Guenhwyvar, Drizzt’ten önceki zamanları hatırladı, başka bir Drowun, şeytani bir Drowun kendisine sahip olduğu zamanları. Özü bakımından bir hayvan olsa dahi Guenhwyvar’ın bir şerefi vardı, önceki sahibinin ondan çalıp götürmüş olduğu bir vasıftı bu. Guenhwyvar, efendisinin zevklerini tatmin etmek uğruna çaresiz düşmanlara karşı acımasızca ve alçakça hareketler sergilemeye zorlandığı o zamanları hatırladı. Ama Drizzt Do’Urden heykelciğe sahip olduğundan beri her şey epey farklıydı. Şimdi bir vicdan ve güven duygusu söz konusuydu ve Guenhwyvar ile Drizzt arasında dürüst bir sevgi bağı gelişmişti. Kedi, kenarları yıldızla çevrelenmiş bir ağacın üzerine yattı ve bu astral olayı izleyenlerin, boyun eğmiş bir iç geçiriş olarak algılayacağı bir şekilde hafifçe hırıldandı. Eğer şimdi heykelciğe sahip olanın katil Artemis Entreri olduğunu bilseydi, kedi daha da derin bir iç geçirirdi. “Bir günden daha fazla zaman kaybettik,” diye homurdandı barbar, atının dizginlerini çekip omzunun üzerinden geriye bakarak. Güneşin en alt perçemi ufuk çizgisinin altına henüz düşmüştü. “Kiralık katil şu anda bile bizden uzaklaşıyor!” “Harkle’ın tavsiyesine kulak verirsek iyi etmiş oluruz,” diye yanıtladı kara elf Drizzt Do’Urden. “Bizi yanlış yola sürüklemez.” Güneş batmakta olduğundan, Drizzt kara pelerininin kapüşonunu omuzlarının üstüne düşürdü ve düz beyaz saçlarını silkeledi. Wulfgar bir takım uzun çam ağaçlarını işaret etti. “Bu Harkle’ın sözünü ettiği koru olmalı,” dedi, “fakat ben bir kule, ya da bu unutulmuş bölgede herhangi bir yapının inşa edilmiş olduğuna dair bir işaret falan göremiyorum.” Derinleşen karanlıkta lavanta renkli gözleri daha rahat gören Drizzt, genç dostuna itiraz edebilmek için kullanacağı bir delil arayışı içinde dikkatle ileri doğru baktı.

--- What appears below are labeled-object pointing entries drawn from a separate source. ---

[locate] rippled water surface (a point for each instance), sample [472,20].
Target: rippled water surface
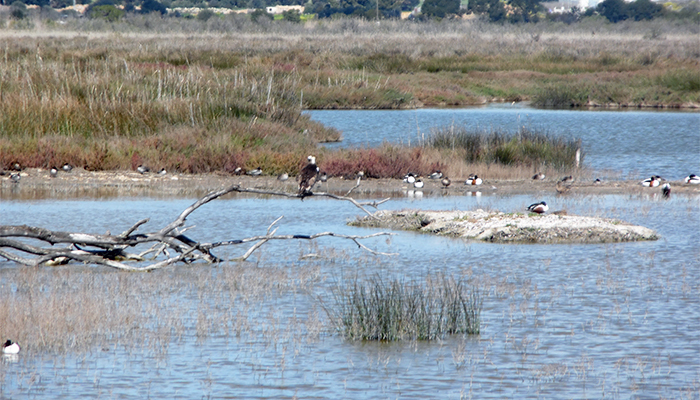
[558,321]
[633,143]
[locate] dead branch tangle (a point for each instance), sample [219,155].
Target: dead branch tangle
[111,250]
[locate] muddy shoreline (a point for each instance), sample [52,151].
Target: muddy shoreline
[37,183]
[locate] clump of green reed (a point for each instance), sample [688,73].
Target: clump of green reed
[525,147]
[396,309]
[561,95]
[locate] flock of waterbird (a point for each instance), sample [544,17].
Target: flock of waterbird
[311,174]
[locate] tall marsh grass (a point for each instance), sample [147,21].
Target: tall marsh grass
[525,147]
[198,97]
[394,309]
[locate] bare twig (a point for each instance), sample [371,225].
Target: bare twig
[111,249]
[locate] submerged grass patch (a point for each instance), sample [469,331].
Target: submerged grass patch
[394,309]
[525,147]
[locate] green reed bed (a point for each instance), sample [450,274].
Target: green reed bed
[525,147]
[394,309]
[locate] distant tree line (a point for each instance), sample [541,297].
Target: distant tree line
[500,11]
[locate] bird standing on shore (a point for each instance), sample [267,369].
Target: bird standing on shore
[409,178]
[473,180]
[692,179]
[10,348]
[666,190]
[654,181]
[539,208]
[307,178]
[255,172]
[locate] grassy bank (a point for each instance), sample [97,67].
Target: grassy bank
[195,97]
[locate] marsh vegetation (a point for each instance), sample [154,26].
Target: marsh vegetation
[194,97]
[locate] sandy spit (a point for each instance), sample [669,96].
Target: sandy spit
[498,227]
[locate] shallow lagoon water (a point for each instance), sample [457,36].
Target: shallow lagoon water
[558,321]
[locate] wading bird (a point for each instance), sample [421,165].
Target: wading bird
[473,180]
[666,190]
[436,175]
[654,181]
[539,208]
[255,172]
[10,348]
[692,179]
[307,177]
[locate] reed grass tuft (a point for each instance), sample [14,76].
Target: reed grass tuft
[525,147]
[395,309]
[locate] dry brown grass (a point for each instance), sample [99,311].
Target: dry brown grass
[182,97]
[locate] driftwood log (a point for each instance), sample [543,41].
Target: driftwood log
[111,250]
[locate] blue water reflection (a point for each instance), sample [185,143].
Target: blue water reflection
[559,321]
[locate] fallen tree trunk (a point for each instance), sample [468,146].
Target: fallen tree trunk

Burası kesinlikle Harkle’ın tarif ettiği mekân olmalıydı, çünkü az ötelerinde küçük gölcük duruyordu ve onun da ötesinde Neverwinter Korusu’nun gür ağaçları uzanıyordu. “Endişelenme,” diye hatırlattı Wulfgar’a. “Büyücü, Malchor’un evini bulmak için insana sağlanan en büyük yardımın sabır olduğunu söylemişti. Yalnızca bir saattir buradayız.” “Yol hep daha da uzuyor,” diye mırıldandı barbar. Drowun keskin kulaklarının tek bir kelimeyi bile kaçınmadığının farkında değildi. Drizzt, Wulfgar’ın bu şikâyetlerinde haklılık payı olduğunu biliyordu, çünkü Uzunsemer’deki bir çiftçinin hikâyesine -bir atın üstündeki karanlık, pelerine bürünmüş bir adam ve bir de buçukluk hakkındaki hikâyesine— bakılırsa, kiralık katil en azından on günlük mesafe önlerindeydi ve hızla ilerliyordu. Ama Drizzt, Entreri ile daha önce de yüzleşmişti ve kendisini bekleyen sınavın büyüklüğünü anlıyordu. Regis’i o ölümcül adamın pençesinden kurtarma konusunda görebileceği her türlü yardımı edinmek istiyordu. Çiftçiye bakılırsa Regis hâlâ hayattaydı ve Drizzt, Calimport’a varmadan önce Entreri’nin buçukluğa bir zarar vermeye hiç niyeti olmadığından emindi. Eğer iyi bir sebebi olmasaydı Harkle Harpel onları bu yere yollamazdı. “Bu gece kamp kuracak mıyız?” diye sordu Wulfgar. “Bana kalırsa, yola geri dönüp güneye doğru at sürelim derim. Entreri’nin atı iki kişi taşıyor ve şimdi yorulmuş olmalı. Bütün gece at sürersek mesafeyi kapatabiliriz.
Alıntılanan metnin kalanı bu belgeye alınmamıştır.